The Salt Manufacturers’ Association argues that at-risk groups for low salt include the elderly and pregnant women.
But if you’re in one of these groups you’d have to be eating a very low salt diet indeed (and in the hottest weather) to run into problems. In practice, it’s extremely unlikely to happen.
Myth: Most salt is added at the table
About 80 per cent of the salt we eat comes from processed foods. Supermarkets and manu-facturers have pledged to reduce salt, but they aren’t doing it quickly enough for either the Government or Consensus Action on Salt and Health (CASH), which represents the views of the leading medical experts on salt in the UK.

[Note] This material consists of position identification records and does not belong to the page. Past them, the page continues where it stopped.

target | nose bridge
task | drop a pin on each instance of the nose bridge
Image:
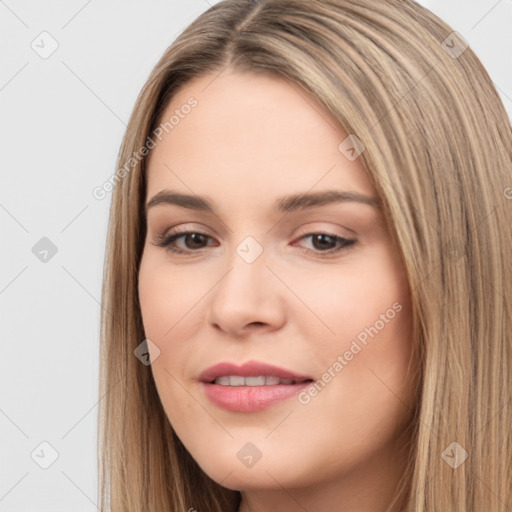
(246, 293)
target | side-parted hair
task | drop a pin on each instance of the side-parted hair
(438, 148)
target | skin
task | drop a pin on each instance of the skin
(250, 139)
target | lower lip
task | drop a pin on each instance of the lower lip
(250, 398)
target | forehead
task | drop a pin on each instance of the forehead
(250, 132)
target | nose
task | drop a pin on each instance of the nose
(248, 298)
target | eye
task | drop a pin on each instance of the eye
(323, 243)
(194, 241)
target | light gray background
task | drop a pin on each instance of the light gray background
(62, 120)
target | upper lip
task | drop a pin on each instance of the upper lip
(250, 369)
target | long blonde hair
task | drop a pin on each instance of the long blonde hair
(438, 148)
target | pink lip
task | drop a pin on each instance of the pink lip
(249, 369)
(250, 398)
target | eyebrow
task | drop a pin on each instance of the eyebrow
(284, 204)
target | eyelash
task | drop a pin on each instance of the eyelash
(170, 238)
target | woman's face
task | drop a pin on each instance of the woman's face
(314, 287)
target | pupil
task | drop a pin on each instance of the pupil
(194, 237)
(322, 239)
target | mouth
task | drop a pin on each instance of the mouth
(251, 387)
(260, 380)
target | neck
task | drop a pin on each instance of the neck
(370, 487)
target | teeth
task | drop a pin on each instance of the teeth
(262, 380)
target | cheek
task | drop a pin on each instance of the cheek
(166, 297)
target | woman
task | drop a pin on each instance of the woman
(248, 366)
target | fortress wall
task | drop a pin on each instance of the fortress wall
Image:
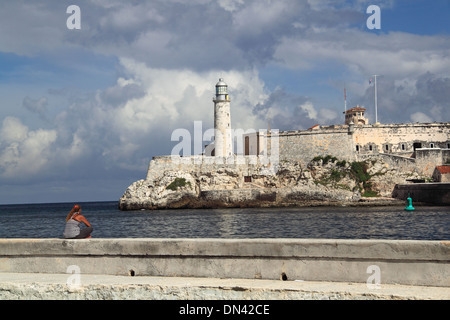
(395, 135)
(244, 165)
(303, 146)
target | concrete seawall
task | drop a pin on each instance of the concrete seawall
(435, 193)
(408, 262)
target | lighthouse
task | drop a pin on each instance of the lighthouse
(222, 121)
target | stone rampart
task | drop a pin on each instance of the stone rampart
(405, 262)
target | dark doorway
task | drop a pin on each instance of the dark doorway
(417, 145)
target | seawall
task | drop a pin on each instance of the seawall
(403, 262)
(435, 193)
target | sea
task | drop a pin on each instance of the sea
(391, 222)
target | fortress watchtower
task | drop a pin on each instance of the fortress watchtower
(356, 115)
(222, 121)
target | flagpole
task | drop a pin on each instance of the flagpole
(376, 103)
(345, 103)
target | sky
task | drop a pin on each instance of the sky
(84, 110)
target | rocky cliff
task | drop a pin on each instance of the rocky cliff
(325, 180)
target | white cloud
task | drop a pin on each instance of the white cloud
(22, 151)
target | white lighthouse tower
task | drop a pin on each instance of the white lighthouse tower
(222, 121)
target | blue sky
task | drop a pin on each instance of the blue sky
(83, 111)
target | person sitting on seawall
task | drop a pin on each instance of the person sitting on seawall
(73, 230)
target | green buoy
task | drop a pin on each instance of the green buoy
(409, 207)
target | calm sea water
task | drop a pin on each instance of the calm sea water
(47, 221)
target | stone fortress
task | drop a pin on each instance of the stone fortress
(282, 168)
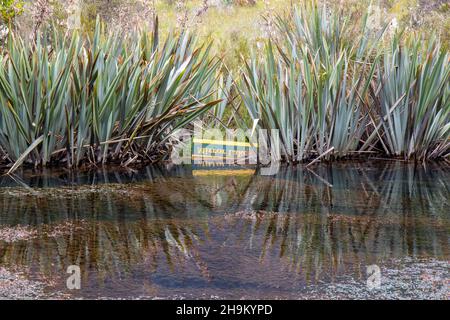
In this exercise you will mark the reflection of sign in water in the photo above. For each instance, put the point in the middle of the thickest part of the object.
(216, 151)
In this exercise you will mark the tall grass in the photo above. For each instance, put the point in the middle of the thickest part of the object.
(331, 91)
(99, 99)
(412, 91)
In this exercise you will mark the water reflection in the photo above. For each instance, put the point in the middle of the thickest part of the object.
(174, 231)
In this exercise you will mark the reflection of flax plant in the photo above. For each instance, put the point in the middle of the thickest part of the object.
(299, 221)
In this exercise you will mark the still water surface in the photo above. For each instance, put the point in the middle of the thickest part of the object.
(184, 232)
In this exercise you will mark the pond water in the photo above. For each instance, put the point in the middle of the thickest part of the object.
(205, 232)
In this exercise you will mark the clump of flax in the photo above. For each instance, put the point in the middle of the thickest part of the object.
(40, 11)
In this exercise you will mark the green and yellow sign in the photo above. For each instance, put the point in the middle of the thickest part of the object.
(208, 150)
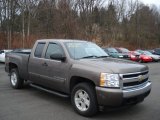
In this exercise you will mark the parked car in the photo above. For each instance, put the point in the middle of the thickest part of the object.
(155, 58)
(114, 53)
(3, 54)
(134, 56)
(124, 51)
(143, 57)
(81, 71)
(156, 51)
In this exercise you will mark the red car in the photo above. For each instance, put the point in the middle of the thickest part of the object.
(136, 56)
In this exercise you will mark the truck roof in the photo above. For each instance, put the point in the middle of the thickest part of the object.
(61, 40)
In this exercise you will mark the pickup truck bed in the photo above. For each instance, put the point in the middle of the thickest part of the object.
(20, 59)
(81, 70)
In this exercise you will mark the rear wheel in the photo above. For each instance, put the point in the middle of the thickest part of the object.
(16, 81)
(84, 100)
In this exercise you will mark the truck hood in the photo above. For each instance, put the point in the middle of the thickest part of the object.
(113, 65)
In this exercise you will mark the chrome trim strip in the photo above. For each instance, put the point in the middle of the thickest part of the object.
(134, 73)
(137, 90)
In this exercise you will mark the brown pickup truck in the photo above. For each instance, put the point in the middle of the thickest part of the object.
(82, 71)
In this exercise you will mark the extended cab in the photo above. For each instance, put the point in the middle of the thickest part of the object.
(81, 70)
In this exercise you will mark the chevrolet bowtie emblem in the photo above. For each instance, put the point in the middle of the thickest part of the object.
(140, 78)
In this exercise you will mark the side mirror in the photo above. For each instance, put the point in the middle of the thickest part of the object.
(57, 56)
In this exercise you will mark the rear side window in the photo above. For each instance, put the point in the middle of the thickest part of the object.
(39, 50)
(52, 49)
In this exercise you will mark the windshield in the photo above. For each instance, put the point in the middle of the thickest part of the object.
(112, 50)
(79, 50)
(147, 53)
(124, 50)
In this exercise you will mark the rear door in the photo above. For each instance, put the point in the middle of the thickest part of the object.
(35, 67)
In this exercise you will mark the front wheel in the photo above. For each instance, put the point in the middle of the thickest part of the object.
(84, 100)
(16, 81)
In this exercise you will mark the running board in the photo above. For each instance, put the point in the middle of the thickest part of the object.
(49, 91)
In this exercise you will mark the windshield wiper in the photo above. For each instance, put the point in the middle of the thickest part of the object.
(102, 56)
(94, 56)
(91, 56)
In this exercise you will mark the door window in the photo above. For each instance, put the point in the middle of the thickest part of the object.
(39, 50)
(53, 48)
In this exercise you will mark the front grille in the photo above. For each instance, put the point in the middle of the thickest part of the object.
(134, 83)
(135, 74)
(125, 56)
(134, 79)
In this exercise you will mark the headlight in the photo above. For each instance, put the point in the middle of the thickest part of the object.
(120, 56)
(109, 80)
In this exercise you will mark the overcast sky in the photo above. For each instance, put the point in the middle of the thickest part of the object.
(156, 2)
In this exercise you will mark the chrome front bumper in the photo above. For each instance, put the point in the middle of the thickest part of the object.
(138, 90)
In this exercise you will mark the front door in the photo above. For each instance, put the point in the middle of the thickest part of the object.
(54, 71)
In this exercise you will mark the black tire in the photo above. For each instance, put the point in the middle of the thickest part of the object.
(92, 108)
(16, 81)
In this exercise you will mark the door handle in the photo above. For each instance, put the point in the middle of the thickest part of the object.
(45, 64)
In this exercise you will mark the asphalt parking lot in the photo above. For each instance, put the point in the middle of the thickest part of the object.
(32, 104)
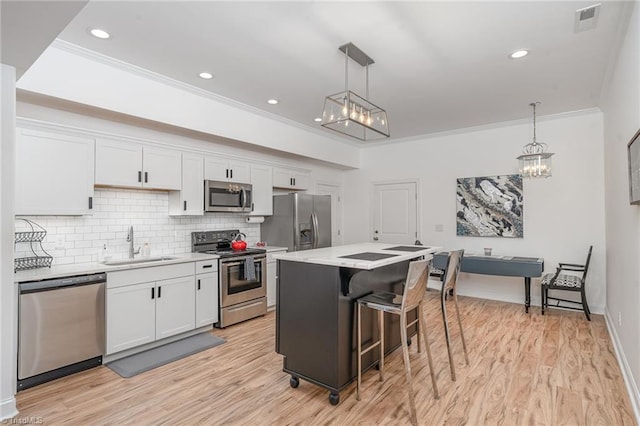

The food industry has been asked by both the Food Standards Agency and the Department of Health to come up with plans to make a 40 to 50 per cent reduction.
Fact: There’s a commercial interest in keeping our food salty
According to Professor MacGregor, salt is by far the cheapest flavour enhancer and can make cheaper foods more palatable. “Salt also helps food to retain water and bulks up products extremely cheaply,” he says. “Salt intake is the main driver to thirst and, therefore, soft drink consumption. It is, therefore, of huge commercial interest to many companies.”
Myth: Eating just 6g a day is impossible
No – there’s a lot you can do while manufacturers plan to make salt reductions. Start by checking the label on processed foods to see how much sodium they contain. More than 0.5g sodium (1.25g salt) is “a lot”; less than 0.1g sodium (0.25g salt) is a little. Also try following these tips, from Sam Church, a nutritionist at the Food Standards Agency:
- Be sparing with sauces, especially soy sauce, because they are usually very high in salt.
- Cut down on salty snacks such as crisps – go for low-salt snacks such as dried fruit, sticks of vegetables and unsalted nuts instead.
- Try to eat less of heavily salted foods such as bacon, cheese, pickles, smoked fish and many ready-prepared meals.
- Choose canned vegetables and pulses that are marked “no added salt”.
- Make your own stock or choose lower salt stock cubes, because stock cubes tend to be high in salt.
- Add less salt to cooking – use herbs and spices to add flavour to cooking, instead of salt.
- Get out of the habit of adding salt at the table – try to remember to taste food first.